Agile marketing (or why the plan is never the plan)
Friday, 20 March, 2009
Jason Ball in marketing, strategy

From Flickr Creative CommonsThere's a comment that gets made about military strategy that goes something like: when the war starts the first thing to go out of the window is the plan.

While in marketing no one is generally in danger of dying (at least not in the kind I do), the principle is a pretty sound one. If, like me, you've sat in any number of planning and strategy sessions, you can quickly get the idea that the future is being mapped in front of your eyes. First this will happen, then that, then that... It's quite seductive.

But, of course, the world doesn't work that way. As soon as you do X, your competitors will simultaneously do Y and the whole damn market will do Z. At around this point, all that future-gazing slideware doesn't look quite so certain anymore.

Of course, this is a problem the military had to overcome some time back (primarily in the wake of the carnage during World War I). The result was an approach that spent a long time determining the overall objectives (the 'commander's intent') and which left precise tactics to officers in the field who were empowered to adapt to changing circumstances as long as they kept moving towards that overall intent.

The approach was then further refined (primarily by US Air Force Colonel John Boyd) to focus on the ability to make very fast, very adaptable decisions (within a 'decision loop') that would outmanoeuvre the opposition.

It's a principle that, I believe, is critical for today's marketers. You will never be in possession of perfect visibility. Events will never pan out exactly how you envisage them. That's just life.

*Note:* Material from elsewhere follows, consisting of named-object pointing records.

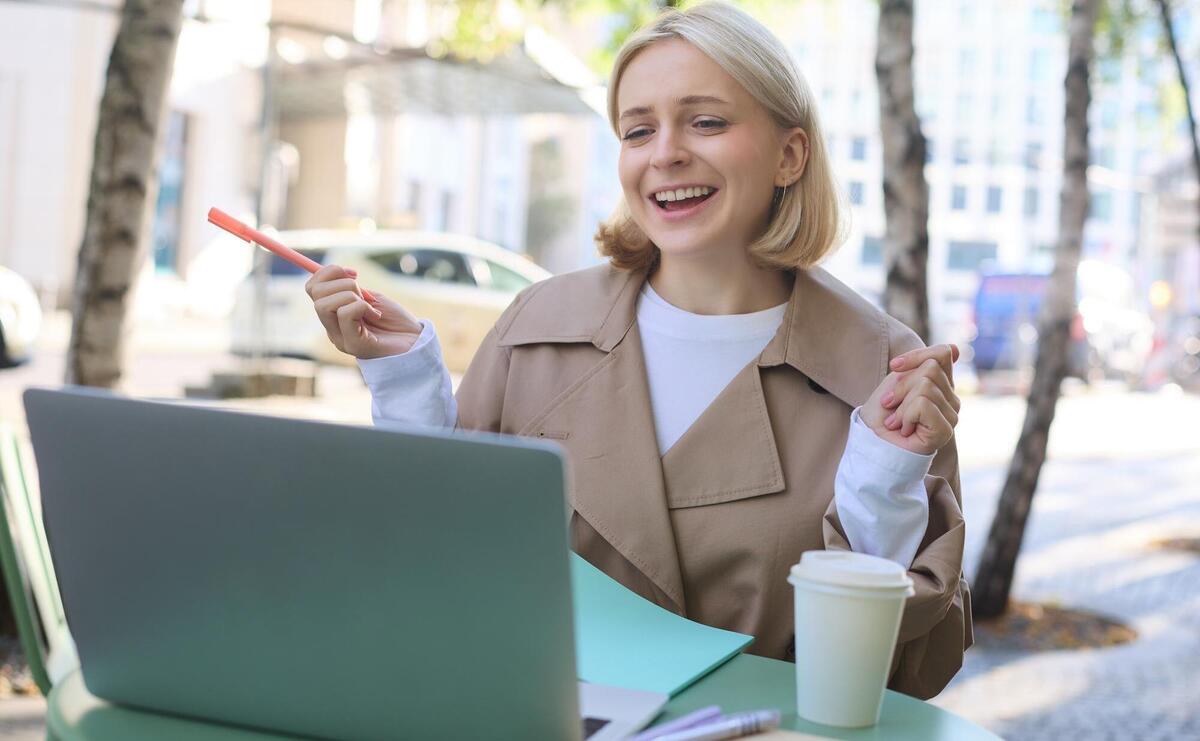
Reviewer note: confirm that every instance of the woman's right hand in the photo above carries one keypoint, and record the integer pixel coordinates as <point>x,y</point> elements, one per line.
<point>355,326</point>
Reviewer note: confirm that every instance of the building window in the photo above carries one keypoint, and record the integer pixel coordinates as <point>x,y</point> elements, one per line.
<point>1039,65</point>
<point>970,255</point>
<point>1031,203</point>
<point>1101,208</point>
<point>959,198</point>
<point>1104,156</point>
<point>1033,110</point>
<point>1032,155</point>
<point>447,210</point>
<point>873,251</point>
<point>964,107</point>
<point>961,151</point>
<point>414,196</point>
<point>995,199</point>
<point>169,204</point>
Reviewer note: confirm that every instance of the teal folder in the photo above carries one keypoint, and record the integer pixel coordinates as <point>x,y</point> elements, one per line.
<point>623,640</point>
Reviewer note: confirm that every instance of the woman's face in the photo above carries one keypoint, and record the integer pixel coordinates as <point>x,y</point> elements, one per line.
<point>699,156</point>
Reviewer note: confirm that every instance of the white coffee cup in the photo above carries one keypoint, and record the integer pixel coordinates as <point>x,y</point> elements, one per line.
<point>847,618</point>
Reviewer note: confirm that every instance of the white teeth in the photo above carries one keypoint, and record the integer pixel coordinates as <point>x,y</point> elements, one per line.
<point>682,193</point>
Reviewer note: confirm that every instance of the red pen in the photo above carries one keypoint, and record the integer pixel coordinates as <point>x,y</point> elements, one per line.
<point>250,234</point>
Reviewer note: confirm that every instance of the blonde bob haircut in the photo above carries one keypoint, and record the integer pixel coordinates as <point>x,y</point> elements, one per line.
<point>805,220</point>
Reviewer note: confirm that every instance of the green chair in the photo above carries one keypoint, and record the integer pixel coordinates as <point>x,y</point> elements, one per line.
<point>28,571</point>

The key is to have a robust, defensible 'commander's intent' and to look at strategy more from the perspective of if X then Y rather than first X then Y. And finally, to never be wedded to any one set of tactics – if traditional media isn't working, shift to social media, if that isn't working try face-to-face. Better still try multiple approaches in a low-cost way and let the fittest survive and thrive. In doing so, you can create a  living strategy that can react and adapt to changing circumstances while they are changing and while there is time to make a difference in the market.